According to this study:


* Among women who completed five years of bisphosphonate treatment, an additional five years of treatment wasn't associated with a lower risk of hip fracture.



Article Content

Bisphosphonate medications have been used for more than 20 years to prevent osteoporotic fractures, based on strong evidence that these medications significantly reduce the risk of fracture within the first three to five years of treatment. However, the optimal duration of bisphosphonate therapy to minimize the risk of osteoporotic fractures isn't known. Researchers used data from Kaiser Permanente Northern and Southern California to determine whether continuing bisphosphonates for an additional two to five years further reduces the risk of hip fracture in older women.


For this retrospective study, the researchers identified women who had been treated with oral bisphosphonates for five years and were at least 60% adherent to therapy. Covariates-including body weight; smoking status; and age, race, and ethnicity-that may be associated with treatment or the risk of hip fracture were considered in the analysis. The study cohort included 29,685 women (median age, 71 years; 60% were non-Hispanic White).
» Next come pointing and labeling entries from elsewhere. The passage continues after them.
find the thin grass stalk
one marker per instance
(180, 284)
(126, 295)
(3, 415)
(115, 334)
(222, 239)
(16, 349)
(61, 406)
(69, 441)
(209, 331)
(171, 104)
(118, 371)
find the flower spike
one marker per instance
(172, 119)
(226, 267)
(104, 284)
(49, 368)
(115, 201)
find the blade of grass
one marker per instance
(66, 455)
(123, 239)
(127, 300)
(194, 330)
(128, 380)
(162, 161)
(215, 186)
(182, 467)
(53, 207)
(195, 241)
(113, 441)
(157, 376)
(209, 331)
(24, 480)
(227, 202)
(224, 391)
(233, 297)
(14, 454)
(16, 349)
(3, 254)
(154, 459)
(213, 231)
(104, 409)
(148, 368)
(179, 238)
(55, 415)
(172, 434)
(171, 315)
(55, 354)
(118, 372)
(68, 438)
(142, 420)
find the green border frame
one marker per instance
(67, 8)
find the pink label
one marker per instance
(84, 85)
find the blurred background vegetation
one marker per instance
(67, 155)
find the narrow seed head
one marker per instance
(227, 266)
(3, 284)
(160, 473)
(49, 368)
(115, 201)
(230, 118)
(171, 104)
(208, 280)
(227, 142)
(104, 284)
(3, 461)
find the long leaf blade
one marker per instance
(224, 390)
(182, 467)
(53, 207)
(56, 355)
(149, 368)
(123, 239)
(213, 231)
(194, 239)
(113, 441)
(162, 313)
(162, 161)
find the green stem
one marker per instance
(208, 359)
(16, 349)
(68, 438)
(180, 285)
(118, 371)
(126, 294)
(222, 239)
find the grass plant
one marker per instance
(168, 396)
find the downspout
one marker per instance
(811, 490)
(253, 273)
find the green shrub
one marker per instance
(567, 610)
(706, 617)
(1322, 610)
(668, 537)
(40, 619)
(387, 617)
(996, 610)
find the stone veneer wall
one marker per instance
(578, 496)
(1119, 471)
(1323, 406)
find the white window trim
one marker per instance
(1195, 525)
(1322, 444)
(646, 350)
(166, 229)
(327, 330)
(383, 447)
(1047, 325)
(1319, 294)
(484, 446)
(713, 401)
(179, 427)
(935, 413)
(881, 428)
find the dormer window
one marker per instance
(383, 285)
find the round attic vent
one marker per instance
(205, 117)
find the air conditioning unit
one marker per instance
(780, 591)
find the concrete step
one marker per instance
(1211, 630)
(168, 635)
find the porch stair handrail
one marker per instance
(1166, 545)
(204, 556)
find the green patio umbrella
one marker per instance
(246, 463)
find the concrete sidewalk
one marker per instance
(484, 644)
The researchers used observational data to emulate the results of a five-year trial in which women in the study cohort would have been randomized to one of three regimens: (1) discontinued use of bisphosphonate medications at study entry (five years of use), (2) continued treatment for two additional years (seven years of use), and (3) continued treatment for five additional years (10 years of use). For the first two groups, the emulated trial protocol allowed for a six-month grace period for bisphosphonate discontinuation to occur.


During the five years of follow-up after study entry, 507 incident hip fractures were identified. The risk of hip fracture wasn't different for women who discontinued bisphosphonate treatment at study entry compared with those who continued for an additional five years. The results suggest there might be some benefit to continuing therapy for an additional two years, but not without the six-month grace period for the discontinuation of bisphosphonates.


The authors caution that their findings might not apply to older women at higher risk for osteoporotic hip fractures. Also, this study didn't address the optimal duration of therapy, and, as in any observational study, residual unmeasured confounding is possible.


Izano MA, et al JAMA Netw Open 2020;3(12):e2025190.